LAST LETTER

I am so glad you did not forget to write to me again this year. The number of children who keep up with me seems to be getting smaller. I expect it is because of this horrible war, and 'that when it is over things will improve again, and I shall be as busy as ever. But at present so terribly many people have lost their homes, or have left them; half the world seems in the wrong place! And even up here we have been having troubles. I don't mean only with my stores; of course they are getting low. They were already last year, and I have not been able to fill them up, so that I have now to send what I can, instead of what is asked for. But worse than that has happened.

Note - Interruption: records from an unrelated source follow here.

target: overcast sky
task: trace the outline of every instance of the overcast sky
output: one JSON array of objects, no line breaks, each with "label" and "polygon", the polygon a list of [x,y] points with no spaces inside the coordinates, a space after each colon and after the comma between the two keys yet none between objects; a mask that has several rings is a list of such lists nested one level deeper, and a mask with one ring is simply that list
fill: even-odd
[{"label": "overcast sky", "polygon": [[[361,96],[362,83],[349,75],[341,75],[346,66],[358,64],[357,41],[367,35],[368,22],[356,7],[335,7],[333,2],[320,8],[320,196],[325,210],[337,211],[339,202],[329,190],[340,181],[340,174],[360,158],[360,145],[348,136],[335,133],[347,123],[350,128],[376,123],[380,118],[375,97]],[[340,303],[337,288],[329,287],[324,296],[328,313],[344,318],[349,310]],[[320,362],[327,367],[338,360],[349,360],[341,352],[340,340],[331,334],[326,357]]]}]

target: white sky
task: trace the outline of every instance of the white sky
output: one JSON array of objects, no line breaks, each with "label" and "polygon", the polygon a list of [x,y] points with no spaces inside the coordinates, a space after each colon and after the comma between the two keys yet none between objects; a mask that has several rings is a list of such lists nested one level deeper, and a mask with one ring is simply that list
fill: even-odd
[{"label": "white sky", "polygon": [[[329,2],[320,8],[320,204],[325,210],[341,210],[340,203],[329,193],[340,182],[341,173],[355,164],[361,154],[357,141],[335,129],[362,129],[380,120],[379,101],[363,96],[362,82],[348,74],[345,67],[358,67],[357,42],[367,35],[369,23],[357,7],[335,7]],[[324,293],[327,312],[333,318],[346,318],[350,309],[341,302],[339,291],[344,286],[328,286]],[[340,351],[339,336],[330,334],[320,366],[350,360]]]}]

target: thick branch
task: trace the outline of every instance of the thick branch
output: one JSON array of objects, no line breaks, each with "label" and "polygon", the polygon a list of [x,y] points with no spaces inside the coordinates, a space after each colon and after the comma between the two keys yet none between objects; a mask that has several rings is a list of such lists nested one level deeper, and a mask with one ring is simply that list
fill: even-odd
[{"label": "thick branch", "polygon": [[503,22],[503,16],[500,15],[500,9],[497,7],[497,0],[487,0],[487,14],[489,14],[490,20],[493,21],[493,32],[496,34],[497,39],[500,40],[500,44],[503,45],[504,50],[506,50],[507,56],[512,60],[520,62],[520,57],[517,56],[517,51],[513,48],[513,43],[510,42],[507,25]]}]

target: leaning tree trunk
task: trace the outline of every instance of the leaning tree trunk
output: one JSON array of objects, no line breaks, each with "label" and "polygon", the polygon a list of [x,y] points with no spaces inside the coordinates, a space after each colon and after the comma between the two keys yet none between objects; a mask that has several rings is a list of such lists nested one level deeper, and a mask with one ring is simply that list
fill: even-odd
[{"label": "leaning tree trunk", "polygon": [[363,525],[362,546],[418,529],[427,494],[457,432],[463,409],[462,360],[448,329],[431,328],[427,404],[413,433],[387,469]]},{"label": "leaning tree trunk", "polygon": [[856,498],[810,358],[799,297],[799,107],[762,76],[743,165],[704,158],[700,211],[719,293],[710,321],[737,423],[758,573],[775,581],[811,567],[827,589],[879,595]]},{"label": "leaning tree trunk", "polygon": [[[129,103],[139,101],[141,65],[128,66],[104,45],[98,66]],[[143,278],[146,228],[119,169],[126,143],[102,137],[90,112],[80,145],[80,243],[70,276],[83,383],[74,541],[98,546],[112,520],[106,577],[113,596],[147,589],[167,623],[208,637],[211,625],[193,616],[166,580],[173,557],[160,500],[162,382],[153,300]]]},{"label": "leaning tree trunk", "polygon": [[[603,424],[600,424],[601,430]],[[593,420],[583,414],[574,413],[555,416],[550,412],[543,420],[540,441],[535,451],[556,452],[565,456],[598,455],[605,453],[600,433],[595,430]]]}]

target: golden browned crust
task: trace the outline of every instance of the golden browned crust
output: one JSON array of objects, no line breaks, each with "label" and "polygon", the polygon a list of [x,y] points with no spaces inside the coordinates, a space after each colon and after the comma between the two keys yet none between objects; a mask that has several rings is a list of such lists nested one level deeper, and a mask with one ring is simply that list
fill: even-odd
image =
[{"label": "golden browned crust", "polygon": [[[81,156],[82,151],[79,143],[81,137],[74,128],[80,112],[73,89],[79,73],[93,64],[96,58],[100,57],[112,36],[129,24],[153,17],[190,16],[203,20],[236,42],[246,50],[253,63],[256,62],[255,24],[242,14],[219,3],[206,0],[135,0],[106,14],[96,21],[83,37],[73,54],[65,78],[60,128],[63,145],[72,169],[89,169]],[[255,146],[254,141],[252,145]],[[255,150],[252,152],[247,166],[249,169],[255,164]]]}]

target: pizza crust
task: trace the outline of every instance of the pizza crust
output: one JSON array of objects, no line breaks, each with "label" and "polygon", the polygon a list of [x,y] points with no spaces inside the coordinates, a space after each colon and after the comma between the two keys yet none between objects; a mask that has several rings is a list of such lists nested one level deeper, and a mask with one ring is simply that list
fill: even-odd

I expect you remember that some years ago we had trouble with the Goblins, and we thought we had settled it. Well it broke out again this autumn, worse than it has been for centuries. We have had several battles, and for a while my house was besieged. In November it began to look likely that it would be captured, and all my goods, and that Christmas stockings would remain empty all over the world. Would not that have been a calamity? It has not happened - and that is largely due to the efforts of Polar Bear - but it was not until the beginning of this month that I was able to send out any messengers! I expect the Goblins thought that with so much war going on this was a fine chance to recapture the North. They must have been preparing for some years; and they made a huge new tunnel which had an outlet many miles away. It was early in October that they suddenly came out in thousands. Polar Bear says there were at least a million, but that is his favourite big number. Anyway he was still fast asleep at the time, and I was rather drowsy myself.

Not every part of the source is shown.